Category: Arts & Neuroscience; Brain Injury; Neuroplasticity (includes neuroscience)
Objective : To investigate the effects of music-supported intervention of patients with cognitive and social dysfunction following mild traumatic brain injury (mTBI), we designed an intervention of piano-tution.
Design : Before and after trial : 3 groups of participants: One group of mild TBI patients, two control groups of healthy participants : one group received the same music tuition as the patient group, one group as a baseline group without music.
Setting : The intervention was carried out at Haukeland University Hospital, Bergen.

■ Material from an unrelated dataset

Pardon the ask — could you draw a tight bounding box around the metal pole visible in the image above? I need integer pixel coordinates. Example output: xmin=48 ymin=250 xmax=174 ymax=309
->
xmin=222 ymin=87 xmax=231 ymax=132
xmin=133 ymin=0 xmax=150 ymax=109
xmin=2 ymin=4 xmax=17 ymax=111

Participants (or Animals, Specimens, Cadavers) : The patient group: 7 participants who all suffered from cognitive and social problems . Two groups of healthy controls were recruited by posters at the University of Bergen . One group of 11 with music-intervention, and one baseline group without music. All three groups matched in sociodemographic features.
Interventions : The intervention consisted of 30 minutes twice a week during 8 weeks. Participants practiced 15 minutes each day during intervention.

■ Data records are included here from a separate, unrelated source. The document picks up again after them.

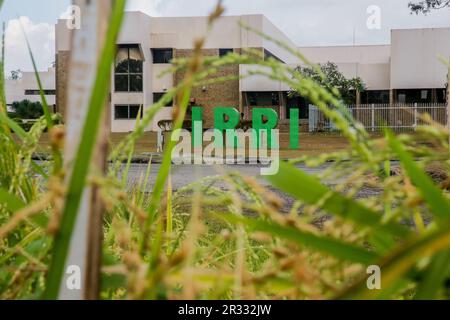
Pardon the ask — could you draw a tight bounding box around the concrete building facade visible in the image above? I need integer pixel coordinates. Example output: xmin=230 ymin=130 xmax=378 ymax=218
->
xmin=5 ymin=68 xmax=56 ymax=109
xmin=56 ymin=12 xmax=450 ymax=132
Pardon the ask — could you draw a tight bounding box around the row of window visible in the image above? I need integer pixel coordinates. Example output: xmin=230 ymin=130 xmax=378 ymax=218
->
xmin=25 ymin=89 xmax=56 ymax=96
xmin=114 ymin=45 xmax=233 ymax=92
xmin=114 ymin=92 xmax=173 ymax=120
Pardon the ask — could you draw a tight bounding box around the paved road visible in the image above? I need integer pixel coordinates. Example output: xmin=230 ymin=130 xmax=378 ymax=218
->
xmin=123 ymin=164 xmax=325 ymax=190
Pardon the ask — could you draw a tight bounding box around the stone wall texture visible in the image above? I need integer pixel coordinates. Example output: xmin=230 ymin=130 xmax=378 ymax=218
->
xmin=56 ymin=51 xmax=70 ymax=120
xmin=174 ymin=49 xmax=240 ymax=128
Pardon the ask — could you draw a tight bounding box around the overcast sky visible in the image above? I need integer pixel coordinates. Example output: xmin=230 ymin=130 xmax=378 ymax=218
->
xmin=0 ymin=0 xmax=450 ymax=74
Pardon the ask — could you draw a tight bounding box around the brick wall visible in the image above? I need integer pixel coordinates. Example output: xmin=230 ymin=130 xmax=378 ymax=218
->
xmin=56 ymin=51 xmax=70 ymax=119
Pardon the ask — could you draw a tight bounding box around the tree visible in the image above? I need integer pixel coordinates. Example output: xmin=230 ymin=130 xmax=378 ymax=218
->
xmin=290 ymin=62 xmax=366 ymax=104
xmin=408 ymin=0 xmax=450 ymax=14
xmin=11 ymin=100 xmax=44 ymax=119
xmin=9 ymin=69 xmax=22 ymax=80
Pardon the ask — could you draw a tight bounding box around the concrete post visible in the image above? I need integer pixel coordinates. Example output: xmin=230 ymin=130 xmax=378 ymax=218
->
xmin=59 ymin=0 xmax=112 ymax=300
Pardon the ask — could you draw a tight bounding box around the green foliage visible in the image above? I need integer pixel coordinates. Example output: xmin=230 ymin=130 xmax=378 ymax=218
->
xmin=0 ymin=1 xmax=450 ymax=299
xmin=291 ymin=62 xmax=365 ymax=104
xmin=408 ymin=0 xmax=450 ymax=14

Main Outcome Measure(s) : All patients achieved increased cognitive and social functioning.
CVLT test demonstrated a significant effect of musical training on executive functions related to attention, learning strategies, and retrieval of memories in the clinical group and in the healthy control group with music intervention. The clinical group demonstrated an increase in cognitive performance up to the level of pre-intervention level of both control groups.

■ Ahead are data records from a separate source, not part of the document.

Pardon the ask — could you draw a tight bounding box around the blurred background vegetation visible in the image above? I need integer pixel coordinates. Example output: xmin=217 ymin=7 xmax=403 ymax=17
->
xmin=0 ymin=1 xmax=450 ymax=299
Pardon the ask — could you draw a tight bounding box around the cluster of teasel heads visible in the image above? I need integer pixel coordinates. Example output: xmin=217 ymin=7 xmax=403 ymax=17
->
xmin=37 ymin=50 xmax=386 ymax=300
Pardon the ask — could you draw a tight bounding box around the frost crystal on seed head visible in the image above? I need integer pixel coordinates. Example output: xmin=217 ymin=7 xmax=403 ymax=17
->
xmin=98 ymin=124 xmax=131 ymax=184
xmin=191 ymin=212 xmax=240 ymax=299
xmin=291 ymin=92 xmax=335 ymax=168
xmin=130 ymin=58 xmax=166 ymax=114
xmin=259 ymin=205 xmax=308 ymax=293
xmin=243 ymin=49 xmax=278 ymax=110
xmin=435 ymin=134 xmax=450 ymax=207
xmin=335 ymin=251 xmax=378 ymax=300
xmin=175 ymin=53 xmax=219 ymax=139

The results document functional changes in several dimensions. 6 out of 7 participants in the clinical group reported a better well-being and social interaction together with normal work-situation, an increase of social behaviour after music intervention. This was accompanied with functional neuroplasticity predominantly in orbito- and prefrontal cortex in the patient group concordantly seen in both task and resting-state fMRI.
Playing the piano may enhance cognitive performance , social interaction and well-being in patients with cognitive deficits following mild to moderate TBI. The results from both task and resting-state fMRI revealed significant evidence for a causal relationship between music intervention and functional reorganization of neural networks in OFC. We suggest that neural activation during eight weeks of intense and structured music intervention promoted social interaction and enhanced cognitive performance in the clinical group, a view supported by the literature of neuroplastic changes in the brain during music-training.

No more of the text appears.